This is the command r.in.xyzgrass that can be run in the OnWorks free hosting provider using one of our multiple free online workstations such as Ubuntu Online, Fedora Online, Windows online emulator or MAC OS online emulator
PROGRAM:
NAME
r.in.xyz - Creates a raster map from an assemblage of many coordinates using univariate
statistics.
KEYWORDS
raster, import, conversion, aggregation, ASCII, LIDAR
SYNOPSIS
r.in.xyz
r.in.xyz --help
r.in.xyz [-sgi] input=name output=name [method=string] [type=string]
[separator=character] [x=integer] [y=integer] [z=integer] [skip=integer]
[zrange=min,max] [zscale=float] [value_column=integer] [vrange=min,max]
[vscale=float] [percent=integer] [pth=integer] [trim=float] [--overwrite]
[--help] [--verbose] [--quiet] [--ui]
Flags:
-s
Scan data file for extent then exit
-g
In scan mode, print using shell script style
-i
Ignore broken lines
--overwrite
Allow output files to overwrite existing files
--help
Print usage summary
--verbose
Verbose module output
--quiet
Quiet module output
--ui
Force launching GUI dialog
Parameters:
input=name [required]
ASCII file containing input data (or "-" to read from stdin)
output=name [required]
Name for output raster map
method=string
Statistic to use for raster values
Options: n, min, max, range, sum, mean, stddev, variance, coeff_var, median,
percentile, skewness, trimmean
Default: mean
type=string
Storage type for resultant raster map
Options: CELL, FCELL, DCELL
Default: FCELL
separator=character
Field separator
Special characters: pipe, comma, space, tab, newline
Default: pipe
x=integer
Column number of x coordinates in input file (first column is 1)
Default: 1
y=integer
Column number of y coordinates in input file
Default: 2
z=integer
Column number of data values in input file
If a separate value column is given, this option refers to the z-coordinate column to
be filtered by the zrange option
Default: 3
skip=integer
Number of header lines to skip at top of input file
Default: 0
zrange=min,max
Filter range for z data (min,max)
zscale=float
Scale to apply to z data
Default: 1.0
value_column=integer
Alternate column number of data values in input file
If not given (or set to 0) the z-column data is used
Default: 0
vrange=min,max
Filter range for alternate value column data (min,max)
vscale=float
Scale to apply to alternate value column data
Default: 1.0
percent=integer
Percent of map to keep in memory
Options: 1-100
Default: 100
pth=integer
pth percentile of the values
Options: 1-100
trim=float
Discard <trim> percent of the smallest and <trim> percent of the largest observations
Options: 0-50
DESCRIPTION
The r.in.xyz module will load and bin ungridded x,y,z ASCII data into a new raster map.
The user may choose from a variety of statistical methods in creating the new raster.

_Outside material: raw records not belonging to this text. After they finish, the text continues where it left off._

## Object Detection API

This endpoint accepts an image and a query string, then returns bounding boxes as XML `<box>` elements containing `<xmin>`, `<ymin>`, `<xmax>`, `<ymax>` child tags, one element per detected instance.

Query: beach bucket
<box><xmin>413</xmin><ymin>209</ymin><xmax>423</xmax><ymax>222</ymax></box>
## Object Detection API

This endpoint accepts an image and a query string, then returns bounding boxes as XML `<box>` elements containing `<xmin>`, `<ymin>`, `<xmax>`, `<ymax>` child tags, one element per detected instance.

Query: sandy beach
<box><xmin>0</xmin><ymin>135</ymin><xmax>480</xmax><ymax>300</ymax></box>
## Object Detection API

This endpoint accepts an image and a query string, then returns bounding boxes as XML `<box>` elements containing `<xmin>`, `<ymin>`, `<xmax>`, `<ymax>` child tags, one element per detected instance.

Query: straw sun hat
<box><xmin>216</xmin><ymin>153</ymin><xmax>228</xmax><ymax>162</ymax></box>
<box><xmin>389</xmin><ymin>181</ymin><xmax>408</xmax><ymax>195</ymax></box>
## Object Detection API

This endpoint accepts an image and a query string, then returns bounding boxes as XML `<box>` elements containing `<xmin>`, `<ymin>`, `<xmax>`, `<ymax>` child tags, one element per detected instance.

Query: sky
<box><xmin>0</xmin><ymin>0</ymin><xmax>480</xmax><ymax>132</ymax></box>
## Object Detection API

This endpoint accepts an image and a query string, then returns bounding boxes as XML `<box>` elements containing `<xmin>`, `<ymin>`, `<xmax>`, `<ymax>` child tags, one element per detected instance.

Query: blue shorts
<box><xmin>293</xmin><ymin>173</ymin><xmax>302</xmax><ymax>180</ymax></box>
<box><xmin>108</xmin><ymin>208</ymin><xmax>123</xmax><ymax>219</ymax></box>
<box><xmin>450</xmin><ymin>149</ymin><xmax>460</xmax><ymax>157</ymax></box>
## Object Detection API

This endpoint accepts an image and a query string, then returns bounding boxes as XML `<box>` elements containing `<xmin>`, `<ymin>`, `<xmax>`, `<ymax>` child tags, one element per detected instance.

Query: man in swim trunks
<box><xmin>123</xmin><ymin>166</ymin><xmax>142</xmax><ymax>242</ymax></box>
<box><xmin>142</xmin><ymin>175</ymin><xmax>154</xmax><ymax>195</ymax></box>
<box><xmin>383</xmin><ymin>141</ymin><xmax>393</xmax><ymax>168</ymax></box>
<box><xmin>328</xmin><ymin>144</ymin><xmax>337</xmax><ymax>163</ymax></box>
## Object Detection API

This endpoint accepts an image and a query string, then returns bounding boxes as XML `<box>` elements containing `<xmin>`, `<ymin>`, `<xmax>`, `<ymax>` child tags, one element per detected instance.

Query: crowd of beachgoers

Gridded data provided as a stream of x,y,z points may also be imported.
Please note that the current region extents and resolution are used for the import. It is
therefore recommended to first use the -s flag to get the extents of the input points to
be imported, then adjust the current region accordingly, and only then proceed with the
actual import.
r.in.xyz is designed for processing massive point cloud datasets, for example raw LIDAR or
sidescan sonar swath data. It has been tested with datasets as large as tens of billion of
points (705GB in a single file).
Available statistics for populating the raster are:
n number of points in cell
min minimum value of points in cell
max maximum value of points in cell
range range of points in cell
sum sum of points in cell
mean average value of points in cell
stddev standard deviation of points in cell
variance variance of points in cell
coeff_var coefficient of variance of points in cell
median median value of points in cell
percentile pth percentile of points in cell
skewness skewness of points in cell
trimmean trimmed mean of points in cell
· Variance and derivatives use the biased estimator (n). [subject to change]
· Coefficient of variance is given in percentage and defined as (stddev/mean)*100.
It is also possible to bin and store another data column (e.g. backscatter) while
simultaneously filtering and scaling both the data column values and the z range.
NOTES
Gridded data
If data is known to be on a regular grid r.in.xyz can reconstruct the map perfectly as
long as some care is taken to set up the region correctly and that the data’s native map
projection is used. A typical method would involve determining the grid resolution either
by examining the data’s associated documentation or by studying the text file. Next scan
the data with r.in.xyz’s -s (or -g) flag to find the input data’s bounds. GRASS uses the
cell-center raster convention where data points fall within the center of a cell, as
opposed to the grid-node convention. Therefore you will need to grow the region out by
half a cell in all directions beyond what the scan found in the file. After the region
bounds and resolution are set correctly with g.region, run r.in.xyz using the n method and
verify that n=1 at all places. r.univar can help. Once you are confident that the region
exactly matches the data proceed to run r.in.xyz using one of the mean, min, max, or
median methods. With n=1 throughout, the result should be identical regardless of which of
those methods are used.
Memory use
While the input file can be arbitrarily large, r.in.xyz will use a large amount of system
memory for large raster regions (10000x10000). If the module refuses to start complaining
that there isn’t enough memory, use the percent parameter to run the module in several
passes. In addition using a less precise map format (CELL [integer] or FCELL [floating
point]) will use less memory than a DCELL [double precision floating point] output map.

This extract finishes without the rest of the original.